Atlayış anı mı? Bu yazı Kutsal Zafer Şahin'e aittir
Atlayış yapmak için uçağa yaklaştığın ve bindiğin anda yavaş yavaş tatlı bir heyecan ve sevinç kaplar içini, uçak ilerlemeye başladığında derin bir nefes alırsın ister istemez,
kalbin de heyecanlanmaya başlar bu sırada. Havalanma anı başında tatlı ve anlık bir boşluk hissi yaşarsın, tarif edilmez bir hazdır. Uçak yükseldikçe yeryüzü o kadar güzelleşir ki seyrine doyamazsın.
Dev bir yuvarlağın üstündesindir, “evet, dünya yuvarlak” dersin. İşte bu sırada adrenalin, süratle vücuduna yayılmaya ve kendini sana hissettirmeye başlamaktadır. Hele birde uçağın kapısı açılıp da,
senden önce atlayanları izlemek... Sıra sana geldiğinde neredeyse uç noktaya gelir heyecanın ve isteğin. Kapıdan baktığında derin bir nefes ve hop, yallah aşağı…

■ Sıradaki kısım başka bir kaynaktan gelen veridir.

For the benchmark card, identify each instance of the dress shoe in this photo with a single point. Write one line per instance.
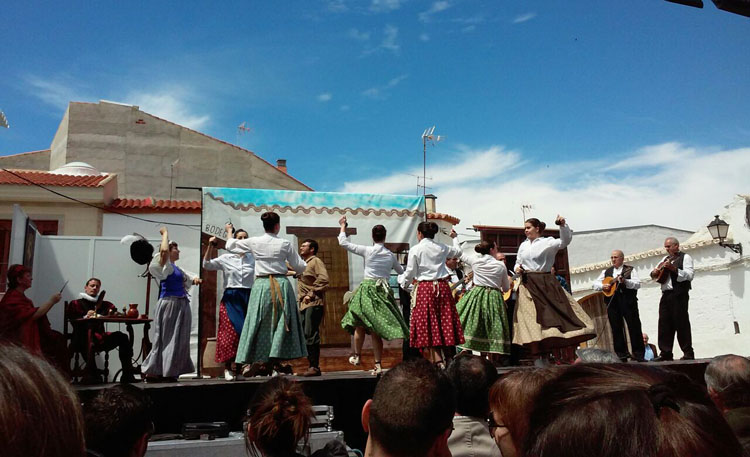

Düşünsenize uçağın kapısından boşluğa atlıyorsun ve tarifi ancak yaşanır bir güç ve hıza ulaşıyorsun. Pervane rüzgârı ve akabinde anlık bir boşlukla durma arasında bir his, sakin bir sessizlik,
sonrada müthiş bir hız ve kendi hızının rüzgârı içinde süratle aşağı çekilmekle, düşmek arasında işte öyle bir şey… Zavallı insanlar gibi boşluğa düşmüyorsun, isteyerek ve tutkuyla boşluğa atlıyorsun;
sadece vücudunla saatte 200 km. hızla ve 50 saniye boyunca. Adeta beyninden geçen düşünceler bile vücudun kumanda almasını sağlıyor. Altimetrene bakıyorsun ve açma irtifan gelince de paraşütünü açıyorsun
ve boşlukta bir süre daha yeryüzünü seyrediyorsun. Seni sadece kendin duyuyorsun, sadece sen ve rüzgâr. Yere yaklaşırken zevkli bir baş dönmesi benzeri bir his yaşarsın ve yere indiğinde de tatlı bir sarhoşluk
ve rahatlamanın getirdiği bir mutluluk tüm vücudunu kaplar. Sonra… bir daha… bir daha… diye sabırsızlanıyorsun. Bağımlılık oluyor sanki.
Adrenalin ve tutku dolu bir macera yaşıyorsun. Bilmem hissedebiliyor musunuz?